Donc voilà, l’expérience a été intéressante. Je compte continuer. Je ne sais pas encore par lequel… Peut-être « Shining ». Si tu as des propositions, n’hésite pas!

Extrait
Puis une bouche vint bâillonner la sienne, une bouche de femme, impossible de s’y tromper en dépit de ses lèvres dures et sèches : et cette bouche souffla son air dans la sienne, forçant un passage dans sa gorge, gonflant ses poumons ; et lorsque les lèvres dures se retirèrent, il sentit pour la première fois l’odeur qui émanait de sa gardienne, il la sentit en exhalant l’air qu’elle avait forcé en lui comme un homme pourrait forcer par violence une femme, une horrible puanteur faite d’un mélange de biscuits à la vanille, de crème glacée au chocolat, de jus de poulet et de ces pâtisseries spongieuses à base de beurre de cacahuètes.
Il entendit une voix s’égosiller : « Respirez, bon sang ! Respirez, Paul ! »

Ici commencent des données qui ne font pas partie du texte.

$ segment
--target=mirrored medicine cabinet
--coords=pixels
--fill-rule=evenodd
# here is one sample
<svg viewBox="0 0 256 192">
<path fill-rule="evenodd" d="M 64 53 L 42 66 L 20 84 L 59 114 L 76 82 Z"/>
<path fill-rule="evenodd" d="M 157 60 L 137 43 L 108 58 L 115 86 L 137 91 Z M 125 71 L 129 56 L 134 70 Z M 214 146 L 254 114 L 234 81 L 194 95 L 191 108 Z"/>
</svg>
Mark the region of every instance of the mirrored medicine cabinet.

De nouveau, les lèvres le bâillonnèrent. De nouveau, de l’air se força un passage dans sa gorge. Impression de succion et de vent humide comme à la suite du passage d’un train rapide dans un souterrain, avec son cortège de feuilles de journaux et d’emballages de bonbons, puis les lèvres se retirèrent et il pensa : Pour l’amour du Ciel ne le laisse pas ressortir par le nez mais il ne put rien y faire et oh, cette puanteur, cette puanteur, cette putain de PUANTEUR !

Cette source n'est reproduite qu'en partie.